Warren Samples warren at warrensweb.us
Tue Mar 1 17:26:02 EST 2011


On Tue, 2011-03-01 at 15:13 -0700, Mike Bonner wrote: 
> oh. If lc uses sh not bash, might need to parse whatever the default shell
> resource file is for the LANG string, at which point you could manually set
> it before calling locale. I don't recall if sh and bash are similar enough
> to eat the same file.
> 
> On Tue, Mar 1, 2011 at 3:10 PM, Mike Bonner <bonnmike at gmail.com> wrote:
> 
> > If theres a .bashrc file, or .. well I forget what its name is supposed to
> > be, you might try
> >
> > shell("source path/to/my/.bashrc; locale -k LC_NUMERIC")
> >
> > Basically, find the file that bash loads, source it to force to be
> > processed, and then tack your command onto the end.
> >
> > On Tue, Mar 1, 2011 at 2:54 PM, Peter Haworth <pete at mollysrevenge.com>wrote:
> >
> >> Thanks Warren.  I just used the message box on my Mac and got the same
> >> (incorrect) output too.  It's good to know if works under Linux though
> >> because that makes me think it's an LC bug even more.
> >>
> >> I'm currently researching if there's a way to get this info using
> >> Applescript (without issuing a shell command I mean) as a means to work
> >> around the problem.
> >>
> >> Pete Haworth
> >>
> >> On Mar 1, 2011, at 1:42 PM, Warren Samples wrote:
> >>
> >> > Hi Peter,
> >> >
> >> > Doing 'put shell("locale -k LC_NUMERIC")' in the message box returns the
> >> > same (expected) result for me here, running Linux, as I get in a
> >> > terminal.
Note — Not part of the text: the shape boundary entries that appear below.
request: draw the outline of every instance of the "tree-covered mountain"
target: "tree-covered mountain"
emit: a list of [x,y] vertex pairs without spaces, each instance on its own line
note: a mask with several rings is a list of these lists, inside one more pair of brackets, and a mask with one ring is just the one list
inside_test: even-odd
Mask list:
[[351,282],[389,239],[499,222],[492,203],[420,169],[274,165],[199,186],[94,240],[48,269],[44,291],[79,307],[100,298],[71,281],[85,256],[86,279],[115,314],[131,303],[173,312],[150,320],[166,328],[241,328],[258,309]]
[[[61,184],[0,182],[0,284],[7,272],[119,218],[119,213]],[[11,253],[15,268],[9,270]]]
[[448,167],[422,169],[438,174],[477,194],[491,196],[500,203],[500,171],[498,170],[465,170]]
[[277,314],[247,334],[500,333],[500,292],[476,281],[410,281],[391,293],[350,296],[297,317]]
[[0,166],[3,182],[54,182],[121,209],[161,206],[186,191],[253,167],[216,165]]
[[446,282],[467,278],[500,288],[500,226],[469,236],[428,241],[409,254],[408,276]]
Same for putting the result into a field. I do get the same
> >> > unexpected behavior as you under OS X, however. I know this doesn't help
> >> > you solve you problem, but at may help isolate whatever bug it is that's
> >> > causing it.
> >> >
> >> > Good Luck,
> >> >
> >> > Warren
> >>
> >>

Hello,

"Which shell" doesn't seem to be the problem. 'locale' returns the same
result regardless of the shell it's called from. Tried it in 'csh',
'zsh', 'bash' and sh. 'sh' and '/bin/sh' seem to just be aliases for
bash under OS X, at any rate. Is that not correct?